María Alejandra González-GonzálezHammed AlemansourMohammad MaroufiMustafa Bulut CoskunDavid Anderson LloydS O Reza MoheimaniMario I Romero-Ortega
Published in: bioRxiv : the preprint server for biology (2023)
The biomechanics of peripheral nerves are determined by the blood-nerve barrier (BNB), together with the epineural barrier, extracellular matrix, and axonal composition, which maintain structural and functional stability. These elements are often ignored in the fabrication of penetrating devices, and the implant process is traumatic due to the mechanical distress, compromising the function of neuroprosthesis for sensory-motor restoration in amputees. Miniaturization of penetrating interfaces offers the unique opportunity of decoding individual nerve fibers associated to specific functions, however, a main issue for their implant is the lack of high-precision standardization of insertion forces. Current automatized electromechanical force sensors are available; however, their sensitivity and range amplitude are limited (i.e. mN), and have been tested only in-vitro . We previously developed a high-precision bi-directional micro-electromechanical force sensor, with a closed-loop mechanism (MEMS-CLFS), that while measuring with high-precision (-211.7μN to 211.5μN with a resolution of 4.74nN), can be used in alive animal.
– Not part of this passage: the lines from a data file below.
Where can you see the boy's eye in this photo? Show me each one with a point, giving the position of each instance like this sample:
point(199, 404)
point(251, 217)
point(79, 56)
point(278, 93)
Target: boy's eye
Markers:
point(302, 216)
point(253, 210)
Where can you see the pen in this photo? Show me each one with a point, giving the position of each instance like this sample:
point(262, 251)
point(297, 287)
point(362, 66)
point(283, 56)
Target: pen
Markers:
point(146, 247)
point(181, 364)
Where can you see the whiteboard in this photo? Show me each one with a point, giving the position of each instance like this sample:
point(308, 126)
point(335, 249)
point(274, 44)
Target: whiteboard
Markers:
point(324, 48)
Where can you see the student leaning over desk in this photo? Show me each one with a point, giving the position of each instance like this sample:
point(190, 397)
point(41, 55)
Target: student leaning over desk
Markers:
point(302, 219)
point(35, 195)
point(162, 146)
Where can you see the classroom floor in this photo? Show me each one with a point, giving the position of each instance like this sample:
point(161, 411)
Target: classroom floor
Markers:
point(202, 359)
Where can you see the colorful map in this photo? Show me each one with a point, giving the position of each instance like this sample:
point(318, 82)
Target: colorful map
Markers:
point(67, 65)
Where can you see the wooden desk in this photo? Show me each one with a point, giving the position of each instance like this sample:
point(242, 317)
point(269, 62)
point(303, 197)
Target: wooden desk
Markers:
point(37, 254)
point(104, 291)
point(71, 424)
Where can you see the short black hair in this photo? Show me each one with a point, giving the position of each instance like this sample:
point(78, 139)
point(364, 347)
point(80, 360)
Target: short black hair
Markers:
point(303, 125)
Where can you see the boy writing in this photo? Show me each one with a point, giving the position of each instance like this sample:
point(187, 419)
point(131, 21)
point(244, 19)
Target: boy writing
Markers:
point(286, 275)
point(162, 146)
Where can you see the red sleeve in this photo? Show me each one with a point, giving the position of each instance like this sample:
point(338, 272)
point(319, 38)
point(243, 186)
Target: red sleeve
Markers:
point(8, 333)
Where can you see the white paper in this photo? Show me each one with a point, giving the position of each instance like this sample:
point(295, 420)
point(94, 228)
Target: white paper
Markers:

Our technology has an on-chip electrothermal displacement sensor with a shuttle beam displacement amplification mechanism, for large range and high-frequency resolution (dynamic range of 92.9 dB), which eliminates the adverse effect of flexural nonlinearity measurements, observed with other systems, and reduces the mechanical impact on delicate biological tissue. In this work, we use the MEMS-CLFS for in-vivo bidirectional measurement of biomechanics in somatic and autonomic nerves. Furthermore we define the mechanical implications of irrigation and collagen VI in the BNB, which is different for both autonomic and somatic nerves (∼ 8.5-8.6 fold density of collagen VI and vasculature CD31+ in the VN vs ScN). This study allowed us to create a mathematical approach to predict insertion forces. Our data highlights the necessity of nerve-customization forces to prevent injury when implanting interfaces, and describes a high precision MEMS technology and mathematical model for their measurements.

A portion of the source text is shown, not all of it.